When Should I Consolidate?
This can be tricky. The Stafford loan program announces new rates every July 1st. The current rate is 3.37% for recent Stafford loans in repayment. Upon consolidation, the rate is rounded up to the nearest 1/8%. This allows you to lock-in a 3.375% rate.
By consolidating during your grace period, however, you lock-in a 0.6% reduction, lowering the rate to 2.875%.
Competition among lenders has introduced incentives which can lower your rate to 1.625% or lower. While this rate yields a compelling discount to your student loans, its important to know that you cannot miss or be late on a monthly payment in order to retain the benefit.
Rates have declined for the past four years, but this may be the first year that rates increase. Therefore the optimal timing depends on the Treasury bill rates in May/June. If rates increase, you will lock in a lower rate by consolidating prior to July 1st. If rates continue to decline however, you will receive a lower rate if you wait until after July 1, but before your grace period ends.
This time-sensitivity is one of the reasons Graduate Leverage established our Personalized Reservation System which allows students to decide on the most opportune time to consolidate based on the information.
Does Consolidation have risks or drawbacks?
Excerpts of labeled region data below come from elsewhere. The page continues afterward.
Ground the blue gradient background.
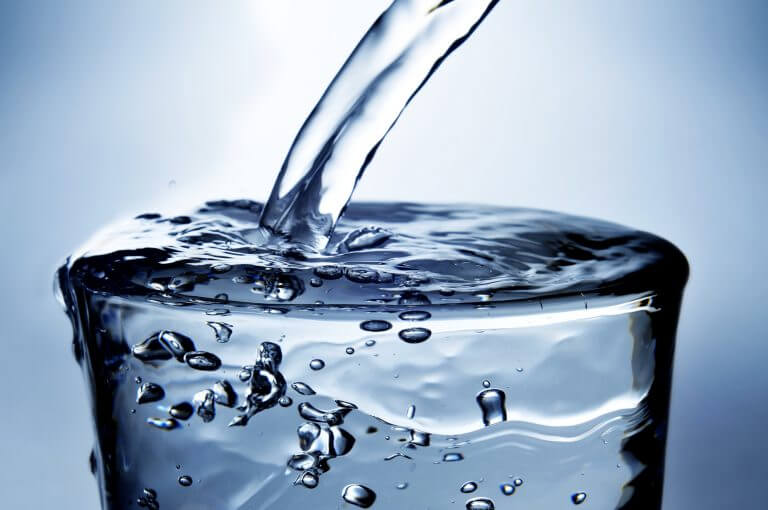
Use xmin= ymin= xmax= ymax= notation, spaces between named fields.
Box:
xmin=0 ymin=0 xmax=768 ymax=510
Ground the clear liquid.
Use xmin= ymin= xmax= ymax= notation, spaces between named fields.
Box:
xmin=60 ymin=201 xmax=687 ymax=510
xmin=261 ymin=0 xmax=498 ymax=249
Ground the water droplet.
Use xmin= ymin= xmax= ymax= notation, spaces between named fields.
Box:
xmin=398 ymin=310 xmax=432 ymax=321
xmin=147 ymin=418 xmax=179 ymax=430
xmin=360 ymin=320 xmax=392 ymax=332
xmin=136 ymin=383 xmax=165 ymax=404
xmin=168 ymin=402 xmax=195 ymax=420
xmin=157 ymin=330 xmax=195 ymax=361
xmin=571 ymin=492 xmax=587 ymax=505
xmin=291 ymin=382 xmax=315 ymax=395
xmin=301 ymin=471 xmax=319 ymax=489
xmin=398 ymin=328 xmax=432 ymax=344
xmin=476 ymin=390 xmax=507 ymax=427
xmin=192 ymin=390 xmax=216 ymax=423
xmin=207 ymin=321 xmax=232 ymax=344
xmin=184 ymin=351 xmax=221 ymax=371
xmin=467 ymin=498 xmax=496 ymax=510
xmin=315 ymin=266 xmax=344 ymax=280
xmin=213 ymin=381 xmax=237 ymax=407
xmin=341 ymin=484 xmax=376 ymax=508
xmin=397 ymin=291 xmax=432 ymax=304
xmin=338 ymin=226 xmax=392 ymax=253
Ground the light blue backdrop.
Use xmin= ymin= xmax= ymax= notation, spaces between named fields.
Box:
xmin=0 ymin=0 xmax=768 ymax=510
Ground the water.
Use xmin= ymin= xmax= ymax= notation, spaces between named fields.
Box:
xmin=59 ymin=200 xmax=687 ymax=510
xmin=261 ymin=0 xmax=498 ymax=249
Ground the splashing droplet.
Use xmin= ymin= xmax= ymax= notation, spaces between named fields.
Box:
xmin=360 ymin=320 xmax=392 ymax=332
xmin=341 ymin=484 xmax=376 ymax=508
xmin=398 ymin=328 xmax=432 ymax=344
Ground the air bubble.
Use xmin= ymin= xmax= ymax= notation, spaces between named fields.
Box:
xmin=467 ymin=498 xmax=496 ymax=510
xmin=338 ymin=226 xmax=392 ymax=253
xmin=315 ymin=266 xmax=344 ymax=280
xmin=184 ymin=351 xmax=221 ymax=371
xmin=301 ymin=471 xmax=319 ymax=489
xmin=341 ymin=484 xmax=376 ymax=508
xmin=147 ymin=418 xmax=179 ymax=430
xmin=213 ymin=381 xmax=237 ymax=407
xmin=398 ymin=328 xmax=432 ymax=344
xmin=168 ymin=402 xmax=195 ymax=420
xmin=476 ymin=390 xmax=507 ymax=427
xmin=291 ymin=382 xmax=315 ymax=396
xmin=360 ymin=320 xmax=392 ymax=332
xmin=398 ymin=310 xmax=432 ymax=321
xmin=571 ymin=492 xmax=587 ymax=505
xmin=136 ymin=383 xmax=165 ymax=404
xmin=207 ymin=321 xmax=232 ymax=344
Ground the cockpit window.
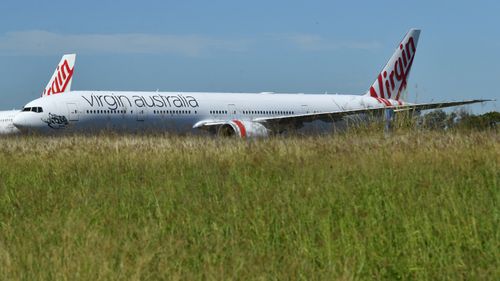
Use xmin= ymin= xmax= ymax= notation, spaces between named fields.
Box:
xmin=23 ymin=106 xmax=43 ymax=113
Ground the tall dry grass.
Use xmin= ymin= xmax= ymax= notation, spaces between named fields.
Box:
xmin=0 ymin=129 xmax=500 ymax=280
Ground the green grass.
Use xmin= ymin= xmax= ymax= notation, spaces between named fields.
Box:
xmin=0 ymin=132 xmax=500 ymax=280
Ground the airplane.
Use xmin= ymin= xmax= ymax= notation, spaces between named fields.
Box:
xmin=0 ymin=54 xmax=76 ymax=135
xmin=14 ymin=29 xmax=489 ymax=138
xmin=0 ymin=109 xmax=20 ymax=135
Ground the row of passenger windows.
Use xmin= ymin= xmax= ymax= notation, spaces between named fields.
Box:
xmin=210 ymin=110 xmax=294 ymax=115
xmin=210 ymin=110 xmax=227 ymax=114
xmin=23 ymin=106 xmax=43 ymax=113
xmin=243 ymin=110 xmax=295 ymax=115
xmin=153 ymin=110 xmax=194 ymax=114
xmin=87 ymin=109 xmax=127 ymax=114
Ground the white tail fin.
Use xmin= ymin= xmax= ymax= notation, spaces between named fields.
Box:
xmin=42 ymin=54 xmax=76 ymax=97
xmin=366 ymin=29 xmax=420 ymax=100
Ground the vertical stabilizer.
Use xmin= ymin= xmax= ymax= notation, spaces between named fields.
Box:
xmin=42 ymin=54 xmax=76 ymax=97
xmin=366 ymin=29 xmax=420 ymax=100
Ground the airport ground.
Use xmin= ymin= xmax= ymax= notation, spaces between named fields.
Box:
xmin=0 ymin=126 xmax=500 ymax=280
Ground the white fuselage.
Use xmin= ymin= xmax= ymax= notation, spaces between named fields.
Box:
xmin=14 ymin=91 xmax=398 ymax=133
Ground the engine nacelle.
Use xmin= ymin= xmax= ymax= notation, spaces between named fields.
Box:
xmin=217 ymin=120 xmax=269 ymax=138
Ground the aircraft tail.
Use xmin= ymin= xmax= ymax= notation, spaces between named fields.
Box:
xmin=366 ymin=29 xmax=420 ymax=100
xmin=42 ymin=54 xmax=76 ymax=97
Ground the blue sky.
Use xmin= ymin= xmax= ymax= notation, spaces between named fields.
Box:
xmin=0 ymin=0 xmax=500 ymax=113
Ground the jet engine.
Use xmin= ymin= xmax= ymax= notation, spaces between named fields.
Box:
xmin=217 ymin=120 xmax=270 ymax=138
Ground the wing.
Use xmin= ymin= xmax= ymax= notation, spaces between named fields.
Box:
xmin=253 ymin=100 xmax=493 ymax=126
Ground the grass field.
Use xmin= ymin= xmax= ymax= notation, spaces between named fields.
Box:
xmin=0 ymin=131 xmax=500 ymax=280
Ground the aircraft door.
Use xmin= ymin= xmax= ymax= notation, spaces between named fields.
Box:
xmin=302 ymin=104 xmax=309 ymax=114
xmin=227 ymin=104 xmax=237 ymax=118
xmin=66 ymin=103 xmax=78 ymax=121
xmin=136 ymin=109 xmax=145 ymax=122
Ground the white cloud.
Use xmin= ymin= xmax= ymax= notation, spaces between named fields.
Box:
xmin=280 ymin=34 xmax=382 ymax=51
xmin=0 ymin=30 xmax=380 ymax=56
xmin=0 ymin=30 xmax=246 ymax=56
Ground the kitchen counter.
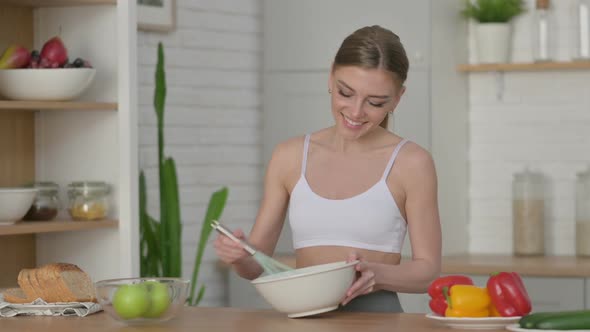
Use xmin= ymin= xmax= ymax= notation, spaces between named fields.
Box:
xmin=0 ymin=307 xmax=506 ymax=332
xmin=276 ymin=254 xmax=590 ymax=278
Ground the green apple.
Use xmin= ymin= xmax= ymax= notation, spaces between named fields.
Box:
xmin=143 ymin=281 xmax=170 ymax=318
xmin=113 ymin=284 xmax=150 ymax=319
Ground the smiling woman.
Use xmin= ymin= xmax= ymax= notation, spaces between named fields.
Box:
xmin=215 ymin=26 xmax=441 ymax=312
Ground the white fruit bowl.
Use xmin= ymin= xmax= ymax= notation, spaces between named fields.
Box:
xmin=252 ymin=262 xmax=358 ymax=318
xmin=0 ymin=188 xmax=37 ymax=225
xmin=0 ymin=68 xmax=96 ymax=101
xmin=94 ymin=278 xmax=190 ymax=325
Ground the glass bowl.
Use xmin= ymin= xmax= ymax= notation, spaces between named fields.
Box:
xmin=95 ymin=278 xmax=190 ymax=325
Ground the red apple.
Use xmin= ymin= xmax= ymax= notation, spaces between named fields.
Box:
xmin=41 ymin=36 xmax=68 ymax=68
xmin=0 ymin=45 xmax=31 ymax=69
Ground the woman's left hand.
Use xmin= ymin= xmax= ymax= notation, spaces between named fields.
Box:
xmin=342 ymin=252 xmax=375 ymax=305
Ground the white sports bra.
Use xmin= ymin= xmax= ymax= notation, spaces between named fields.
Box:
xmin=289 ymin=135 xmax=407 ymax=253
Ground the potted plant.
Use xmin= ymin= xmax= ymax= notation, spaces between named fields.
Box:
xmin=462 ymin=0 xmax=525 ymax=63
xmin=139 ymin=42 xmax=228 ymax=305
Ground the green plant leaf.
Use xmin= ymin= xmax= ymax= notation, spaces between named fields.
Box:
xmin=461 ymin=0 xmax=526 ymax=23
xmin=142 ymin=214 xmax=162 ymax=277
xmin=189 ymin=187 xmax=228 ymax=303
xmin=154 ymin=42 xmax=166 ymax=132
xmin=161 ymin=158 xmax=182 ymax=277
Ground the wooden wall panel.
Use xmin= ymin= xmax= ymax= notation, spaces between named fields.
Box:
xmin=0 ymin=7 xmax=36 ymax=288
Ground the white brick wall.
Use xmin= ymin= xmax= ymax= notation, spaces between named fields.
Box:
xmin=469 ymin=0 xmax=590 ymax=254
xmin=138 ymin=0 xmax=262 ymax=306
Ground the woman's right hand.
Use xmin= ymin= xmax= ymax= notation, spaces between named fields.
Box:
xmin=213 ymin=228 xmax=250 ymax=264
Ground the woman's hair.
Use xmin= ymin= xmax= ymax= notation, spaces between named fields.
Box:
xmin=332 ymin=25 xmax=410 ymax=128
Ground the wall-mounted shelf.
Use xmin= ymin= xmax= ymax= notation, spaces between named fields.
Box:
xmin=0 ymin=220 xmax=119 ymax=235
xmin=0 ymin=0 xmax=117 ymax=7
xmin=0 ymin=100 xmax=118 ymax=111
xmin=457 ymin=61 xmax=590 ymax=72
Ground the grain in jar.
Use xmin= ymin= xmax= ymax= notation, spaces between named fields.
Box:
xmin=512 ymin=169 xmax=545 ymax=255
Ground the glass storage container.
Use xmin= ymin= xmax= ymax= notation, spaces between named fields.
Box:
xmin=512 ymin=169 xmax=545 ymax=255
xmin=533 ymin=0 xmax=555 ymax=62
xmin=576 ymin=168 xmax=590 ymax=256
xmin=23 ymin=182 xmax=61 ymax=221
xmin=572 ymin=0 xmax=590 ymax=60
xmin=68 ymin=182 xmax=110 ymax=220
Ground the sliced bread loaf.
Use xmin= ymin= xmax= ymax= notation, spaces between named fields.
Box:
xmin=17 ymin=269 xmax=41 ymax=302
xmin=48 ymin=263 xmax=96 ymax=302
xmin=5 ymin=263 xmax=96 ymax=303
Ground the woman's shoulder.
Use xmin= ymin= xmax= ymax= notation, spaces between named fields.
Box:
xmin=395 ymin=140 xmax=434 ymax=172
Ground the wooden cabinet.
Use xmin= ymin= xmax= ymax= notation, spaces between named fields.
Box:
xmin=0 ymin=0 xmax=139 ymax=288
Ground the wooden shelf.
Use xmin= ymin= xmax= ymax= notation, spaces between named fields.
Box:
xmin=0 ymin=0 xmax=117 ymax=7
xmin=457 ymin=61 xmax=590 ymax=72
xmin=0 ymin=100 xmax=118 ymax=111
xmin=0 ymin=220 xmax=119 ymax=235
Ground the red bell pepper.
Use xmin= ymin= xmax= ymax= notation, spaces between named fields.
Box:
xmin=487 ymin=272 xmax=532 ymax=317
xmin=428 ymin=275 xmax=473 ymax=316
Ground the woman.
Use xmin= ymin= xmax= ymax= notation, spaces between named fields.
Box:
xmin=214 ymin=26 xmax=441 ymax=312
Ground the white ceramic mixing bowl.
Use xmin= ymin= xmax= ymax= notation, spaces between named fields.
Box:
xmin=0 ymin=188 xmax=37 ymax=225
xmin=252 ymin=261 xmax=358 ymax=318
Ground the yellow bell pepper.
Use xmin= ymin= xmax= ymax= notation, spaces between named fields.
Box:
xmin=488 ymin=297 xmax=502 ymax=317
xmin=445 ymin=285 xmax=491 ymax=317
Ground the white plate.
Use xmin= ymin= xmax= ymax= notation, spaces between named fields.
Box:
xmin=506 ymin=324 xmax=590 ymax=332
xmin=426 ymin=313 xmax=520 ymax=330
xmin=10 ymin=302 xmax=85 ymax=310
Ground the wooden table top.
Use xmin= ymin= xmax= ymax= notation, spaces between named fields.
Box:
xmin=0 ymin=307 xmax=506 ymax=332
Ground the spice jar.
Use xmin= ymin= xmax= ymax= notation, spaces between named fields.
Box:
xmin=68 ymin=182 xmax=110 ymax=220
xmin=533 ymin=0 xmax=554 ymax=62
xmin=576 ymin=167 xmax=590 ymax=256
xmin=512 ymin=169 xmax=545 ymax=255
xmin=23 ymin=182 xmax=60 ymax=221
xmin=572 ymin=0 xmax=590 ymax=60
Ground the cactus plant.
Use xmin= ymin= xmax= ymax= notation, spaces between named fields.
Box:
xmin=139 ymin=43 xmax=228 ymax=305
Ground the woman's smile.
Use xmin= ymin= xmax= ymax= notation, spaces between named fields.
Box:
xmin=341 ymin=113 xmax=366 ymax=129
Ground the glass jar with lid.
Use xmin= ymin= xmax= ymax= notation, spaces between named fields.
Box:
xmin=576 ymin=167 xmax=590 ymax=256
xmin=23 ymin=182 xmax=61 ymax=221
xmin=512 ymin=169 xmax=545 ymax=255
xmin=68 ymin=181 xmax=110 ymax=220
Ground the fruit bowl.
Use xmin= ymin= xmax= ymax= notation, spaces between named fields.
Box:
xmin=0 ymin=188 xmax=37 ymax=225
xmin=95 ymin=278 xmax=190 ymax=325
xmin=0 ymin=68 xmax=96 ymax=101
xmin=252 ymin=261 xmax=358 ymax=318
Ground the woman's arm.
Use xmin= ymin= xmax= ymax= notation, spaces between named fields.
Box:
xmin=224 ymin=139 xmax=297 ymax=280
xmin=368 ymin=145 xmax=442 ymax=293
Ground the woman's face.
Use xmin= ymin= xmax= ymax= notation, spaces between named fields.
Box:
xmin=329 ymin=66 xmax=403 ymax=139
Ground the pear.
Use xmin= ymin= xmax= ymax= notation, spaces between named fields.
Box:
xmin=0 ymin=45 xmax=31 ymax=69
xmin=40 ymin=36 xmax=68 ymax=68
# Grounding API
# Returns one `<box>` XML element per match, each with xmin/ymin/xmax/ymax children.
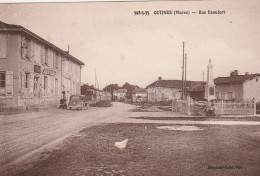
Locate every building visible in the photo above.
<box><xmin>188</xmin><ymin>82</ymin><xmax>206</xmax><ymax>100</ymax></box>
<box><xmin>205</xmin><ymin>59</ymin><xmax>216</xmax><ymax>100</ymax></box>
<box><xmin>132</xmin><ymin>89</ymin><xmax>148</xmax><ymax>103</ymax></box>
<box><xmin>214</xmin><ymin>70</ymin><xmax>260</xmax><ymax>103</ymax></box>
<box><xmin>0</xmin><ymin>21</ymin><xmax>84</xmax><ymax>108</ymax></box>
<box><xmin>146</xmin><ymin>77</ymin><xmax>201</xmax><ymax>102</ymax></box>
<box><xmin>113</xmin><ymin>89</ymin><xmax>127</xmax><ymax>101</ymax></box>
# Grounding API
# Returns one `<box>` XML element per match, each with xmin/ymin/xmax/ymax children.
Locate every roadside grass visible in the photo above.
<box><xmin>129</xmin><ymin>116</ymin><xmax>260</xmax><ymax>123</ymax></box>
<box><xmin>90</xmin><ymin>101</ymin><xmax>113</xmax><ymax>107</ymax></box>
<box><xmin>18</xmin><ymin>123</ymin><xmax>260</xmax><ymax>176</ymax></box>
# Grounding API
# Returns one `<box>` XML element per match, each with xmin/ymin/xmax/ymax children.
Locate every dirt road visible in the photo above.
<box><xmin>0</xmin><ymin>103</ymin><xmax>260</xmax><ymax>173</ymax></box>
<box><xmin>0</xmin><ymin>103</ymin><xmax>132</xmax><ymax>173</ymax></box>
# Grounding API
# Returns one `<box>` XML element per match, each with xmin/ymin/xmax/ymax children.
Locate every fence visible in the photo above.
<box><xmin>172</xmin><ymin>98</ymin><xmax>256</xmax><ymax>115</ymax></box>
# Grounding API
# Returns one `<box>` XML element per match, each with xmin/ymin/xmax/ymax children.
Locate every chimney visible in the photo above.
<box><xmin>230</xmin><ymin>70</ymin><xmax>238</xmax><ymax>77</ymax></box>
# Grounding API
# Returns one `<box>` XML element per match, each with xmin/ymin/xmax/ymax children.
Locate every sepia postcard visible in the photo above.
<box><xmin>0</xmin><ymin>0</ymin><xmax>260</xmax><ymax>176</ymax></box>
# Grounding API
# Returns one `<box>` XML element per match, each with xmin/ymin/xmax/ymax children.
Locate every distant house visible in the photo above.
<box><xmin>188</xmin><ymin>82</ymin><xmax>206</xmax><ymax>100</ymax></box>
<box><xmin>146</xmin><ymin>77</ymin><xmax>202</xmax><ymax>102</ymax></box>
<box><xmin>113</xmin><ymin>89</ymin><xmax>127</xmax><ymax>100</ymax></box>
<box><xmin>214</xmin><ymin>70</ymin><xmax>260</xmax><ymax>102</ymax></box>
<box><xmin>132</xmin><ymin>89</ymin><xmax>147</xmax><ymax>103</ymax></box>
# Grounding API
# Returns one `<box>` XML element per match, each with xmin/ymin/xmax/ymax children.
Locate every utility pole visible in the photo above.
<box><xmin>184</xmin><ymin>53</ymin><xmax>187</xmax><ymax>100</ymax></box>
<box><xmin>68</xmin><ymin>45</ymin><xmax>70</xmax><ymax>54</ymax></box>
<box><xmin>181</xmin><ymin>42</ymin><xmax>185</xmax><ymax>100</ymax></box>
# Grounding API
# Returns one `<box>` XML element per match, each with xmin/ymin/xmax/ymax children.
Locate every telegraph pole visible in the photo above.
<box><xmin>181</xmin><ymin>42</ymin><xmax>185</xmax><ymax>100</ymax></box>
<box><xmin>184</xmin><ymin>53</ymin><xmax>187</xmax><ymax>99</ymax></box>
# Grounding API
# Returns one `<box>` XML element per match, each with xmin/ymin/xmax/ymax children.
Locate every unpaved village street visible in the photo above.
<box><xmin>0</xmin><ymin>102</ymin><xmax>260</xmax><ymax>173</ymax></box>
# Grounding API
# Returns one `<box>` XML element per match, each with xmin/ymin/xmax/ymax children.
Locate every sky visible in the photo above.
<box><xmin>0</xmin><ymin>0</ymin><xmax>260</xmax><ymax>88</ymax></box>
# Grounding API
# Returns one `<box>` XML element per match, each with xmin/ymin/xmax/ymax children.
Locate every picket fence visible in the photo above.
<box><xmin>172</xmin><ymin>98</ymin><xmax>256</xmax><ymax>115</ymax></box>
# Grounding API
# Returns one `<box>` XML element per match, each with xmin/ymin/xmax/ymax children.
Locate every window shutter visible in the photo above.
<box><xmin>0</xmin><ymin>34</ymin><xmax>7</xmax><ymax>59</ymax></box>
<box><xmin>20</xmin><ymin>72</ymin><xmax>25</xmax><ymax>92</ymax></box>
<box><xmin>40</xmin><ymin>47</ymin><xmax>45</xmax><ymax>65</ymax></box>
<box><xmin>6</xmin><ymin>71</ymin><xmax>14</xmax><ymax>96</ymax></box>
<box><xmin>28</xmin><ymin>74</ymin><xmax>34</xmax><ymax>96</ymax></box>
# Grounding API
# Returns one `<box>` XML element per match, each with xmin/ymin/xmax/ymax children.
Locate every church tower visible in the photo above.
<box><xmin>205</xmin><ymin>59</ymin><xmax>216</xmax><ymax>101</ymax></box>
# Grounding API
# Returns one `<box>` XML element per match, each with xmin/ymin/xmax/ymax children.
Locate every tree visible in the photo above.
<box><xmin>103</xmin><ymin>84</ymin><xmax>120</xmax><ymax>99</ymax></box>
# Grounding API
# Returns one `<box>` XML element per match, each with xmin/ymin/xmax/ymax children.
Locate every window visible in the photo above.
<box><xmin>24</xmin><ymin>73</ymin><xmax>30</xmax><ymax>88</ymax></box>
<box><xmin>43</xmin><ymin>76</ymin><xmax>48</xmax><ymax>90</ymax></box>
<box><xmin>228</xmin><ymin>92</ymin><xmax>233</xmax><ymax>100</ymax></box>
<box><xmin>0</xmin><ymin>72</ymin><xmax>5</xmax><ymax>87</ymax></box>
<box><xmin>209</xmin><ymin>87</ymin><xmax>214</xmax><ymax>95</ymax></box>
<box><xmin>216</xmin><ymin>92</ymin><xmax>220</xmax><ymax>98</ymax></box>
<box><xmin>53</xmin><ymin>53</ymin><xmax>59</xmax><ymax>68</ymax></box>
<box><xmin>0</xmin><ymin>71</ymin><xmax>13</xmax><ymax>96</ymax></box>
<box><xmin>44</xmin><ymin>47</ymin><xmax>48</xmax><ymax>65</ymax></box>
<box><xmin>0</xmin><ymin>34</ymin><xmax>7</xmax><ymax>59</ymax></box>
<box><xmin>33</xmin><ymin>77</ymin><xmax>39</xmax><ymax>90</ymax></box>
<box><xmin>55</xmin><ymin>78</ymin><xmax>58</xmax><ymax>96</ymax></box>
<box><xmin>21</xmin><ymin>37</ymin><xmax>32</xmax><ymax>59</ymax></box>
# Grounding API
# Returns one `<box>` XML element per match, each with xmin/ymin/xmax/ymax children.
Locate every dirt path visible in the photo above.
<box><xmin>0</xmin><ymin>103</ymin><xmax>131</xmax><ymax>171</ymax></box>
<box><xmin>0</xmin><ymin>103</ymin><xmax>260</xmax><ymax>173</ymax></box>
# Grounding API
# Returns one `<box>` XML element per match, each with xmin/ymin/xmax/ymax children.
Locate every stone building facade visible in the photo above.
<box><xmin>0</xmin><ymin>21</ymin><xmax>84</xmax><ymax>108</ymax></box>
<box><xmin>214</xmin><ymin>70</ymin><xmax>260</xmax><ymax>103</ymax></box>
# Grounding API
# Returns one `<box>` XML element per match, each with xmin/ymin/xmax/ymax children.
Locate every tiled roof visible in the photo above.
<box><xmin>133</xmin><ymin>89</ymin><xmax>146</xmax><ymax>94</ymax></box>
<box><xmin>114</xmin><ymin>89</ymin><xmax>127</xmax><ymax>93</ymax></box>
<box><xmin>214</xmin><ymin>73</ymin><xmax>260</xmax><ymax>85</ymax></box>
<box><xmin>0</xmin><ymin>21</ymin><xmax>85</xmax><ymax>65</ymax></box>
<box><xmin>146</xmin><ymin>80</ymin><xmax>203</xmax><ymax>88</ymax></box>
<box><xmin>188</xmin><ymin>82</ymin><xmax>206</xmax><ymax>92</ymax></box>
The short answer to this is no. There are no fees or prepayment penalties with a consolidation loan. In the case that you didnt need the lower payment afforded by consolidation, you could just continue making the same monthly payment and payoff your loans over the same timeframe. The real risk in consolidation is that you lock-in too high of a rate. This was the case for many who consolidated in the past four years (before rates reached current lows). Other things to consider are:
* Spousal Consolidation Loans:
o Since July 1st, 2003, spousal consolidation loans are eligible for partial discharge benefits if one of the borrowers dies and may be eligible for partial discharge if one of the borrowers becomes totally and permanently disabled. If one spouse dies, the portion of the consolidation loan attributable to that borrower is eligible for discharge. The surviving borrower, however, will remain responsible for repaying the remaining balance of the Consolidation Loan. If one of the spouses becomes totally and permanently disabled, the portion of the Consolidation balance attributable to that borrower is eligible for discharge. Both spouses remain responsible for paying the remaining balance of the consolidation loan.
* Perkins Loans:
o Perkins loans deserve special consideration because they have different deferment and grace subsidy treatment and allow for cancellation under certain circumstances. You may be eligible for partial cancellation of a percentage of the original principal balance of your Perkins (NDSL) loans if you complete at least one year of a service in the following fields: Teaching, Law Enforcement, Military, Volunteer Service (Peace Corps/VISTA), Nursing and Medical Technicians and Child and Family Services.